BY Mohamed AlhirtaniEdited Sun,01 Mar 2020,10:02 AM

Tunis, SPNA - Perdana Menteri Palestina, Mohammad Shtayyeh, Sabtu (29/02), menggelar pertemuan dengan Menteri Dalam Negeri Kuwait, Anas Ash-Shalih guna membahas kerjasama dan usaha untuk mempererat hubungan kedua negara.

Pertemuan keduanya berlangsung di Ibu Kota Tunis di sela acara Konferensi para Menteri Dalam Negeri Arab yang ke-37. Turut hadir dalam pertemuan Duta Besar Palestina untuk Tunisia, Ha-il Al-Fahum.

Shtayyeh disebutkan menyampaikan berbagai perkembangan terakhir yang berlangsung di Palestina. Terkhusus berkenan dengan Deal of The Century. Ia menegaskan bahwa seluruh elemen Palestina sepakat untuk menolak konspirasi Amerika tersebut.

Ia juga memuji sikap Kuwait yang terus memberikan dukungannya untuk Palestina.

 

Di pihak lain, Anas menegaskan bahwa negaranya tetap komitmen untuk mendukung perjuangan Palestina.
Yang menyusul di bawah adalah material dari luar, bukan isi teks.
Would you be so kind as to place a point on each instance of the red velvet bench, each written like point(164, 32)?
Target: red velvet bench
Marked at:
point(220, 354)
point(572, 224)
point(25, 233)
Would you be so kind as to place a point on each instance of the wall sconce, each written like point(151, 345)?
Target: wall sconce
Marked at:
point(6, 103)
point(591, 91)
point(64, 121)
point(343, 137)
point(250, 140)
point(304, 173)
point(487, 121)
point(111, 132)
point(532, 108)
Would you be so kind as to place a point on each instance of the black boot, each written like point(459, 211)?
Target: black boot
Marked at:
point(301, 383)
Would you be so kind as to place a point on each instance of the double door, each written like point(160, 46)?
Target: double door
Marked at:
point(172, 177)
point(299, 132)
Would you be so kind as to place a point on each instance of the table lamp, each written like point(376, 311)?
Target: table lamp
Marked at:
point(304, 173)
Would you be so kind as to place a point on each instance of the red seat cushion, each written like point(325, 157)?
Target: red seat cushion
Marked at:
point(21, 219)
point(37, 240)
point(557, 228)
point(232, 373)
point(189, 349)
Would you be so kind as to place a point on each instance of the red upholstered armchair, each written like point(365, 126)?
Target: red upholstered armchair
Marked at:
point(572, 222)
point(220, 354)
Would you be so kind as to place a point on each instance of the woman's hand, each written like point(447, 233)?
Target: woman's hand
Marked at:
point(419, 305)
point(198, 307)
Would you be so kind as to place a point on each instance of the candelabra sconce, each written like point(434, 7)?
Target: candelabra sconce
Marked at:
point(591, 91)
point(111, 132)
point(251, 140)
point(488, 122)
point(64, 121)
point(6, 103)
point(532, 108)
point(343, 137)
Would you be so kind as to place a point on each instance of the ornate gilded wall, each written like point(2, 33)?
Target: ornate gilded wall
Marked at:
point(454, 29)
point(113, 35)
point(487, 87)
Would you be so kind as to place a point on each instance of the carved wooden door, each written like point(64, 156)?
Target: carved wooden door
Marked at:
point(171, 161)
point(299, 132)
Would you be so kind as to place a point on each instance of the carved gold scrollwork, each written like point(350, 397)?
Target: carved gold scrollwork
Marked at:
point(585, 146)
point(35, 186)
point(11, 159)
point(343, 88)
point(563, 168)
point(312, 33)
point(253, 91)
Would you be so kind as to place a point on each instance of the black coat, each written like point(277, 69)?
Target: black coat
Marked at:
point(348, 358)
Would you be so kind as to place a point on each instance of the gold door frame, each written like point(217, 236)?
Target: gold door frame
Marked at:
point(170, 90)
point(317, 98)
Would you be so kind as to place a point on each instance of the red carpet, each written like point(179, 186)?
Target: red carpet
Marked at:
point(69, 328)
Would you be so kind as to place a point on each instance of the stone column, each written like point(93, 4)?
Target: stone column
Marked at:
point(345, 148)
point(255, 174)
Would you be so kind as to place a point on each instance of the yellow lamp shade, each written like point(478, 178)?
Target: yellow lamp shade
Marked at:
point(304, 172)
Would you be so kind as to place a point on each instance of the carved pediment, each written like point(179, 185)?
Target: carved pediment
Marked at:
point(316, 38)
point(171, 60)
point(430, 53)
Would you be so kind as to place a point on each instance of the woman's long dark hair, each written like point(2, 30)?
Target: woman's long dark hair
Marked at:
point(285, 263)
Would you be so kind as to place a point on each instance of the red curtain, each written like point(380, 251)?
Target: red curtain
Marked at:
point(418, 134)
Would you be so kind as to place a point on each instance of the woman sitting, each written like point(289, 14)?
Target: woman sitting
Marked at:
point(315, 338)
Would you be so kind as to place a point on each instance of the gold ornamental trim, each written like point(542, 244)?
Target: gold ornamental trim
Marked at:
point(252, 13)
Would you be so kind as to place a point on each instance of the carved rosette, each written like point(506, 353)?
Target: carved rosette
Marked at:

Negara kaya akan hasil minyak bumi di pesisir Teluk Persia itu siap menjalin hubungan yang lebih erat.

Kedua utusan negara sepakat untuk melanjutkan pembahasan selanjutnya di Kuwait. Dengan tujuan meralisasikan dan penandatanganan sejumlah perjanjian yang telah disepakati.

Deal of The Century adalah rancangan perdamaian yang dipelopori Amerika untuk mendamaikan Palestina dan Israel. Namun tidak seperti namanya, Draf damai Amerika itu justru hanya menguntungkan pihak Israel.

Salah satu poin pentingnya negara Yahudi itu berhak menguasai Yerusalem secara utuh berikut dengan Masjid Al-Aqsa.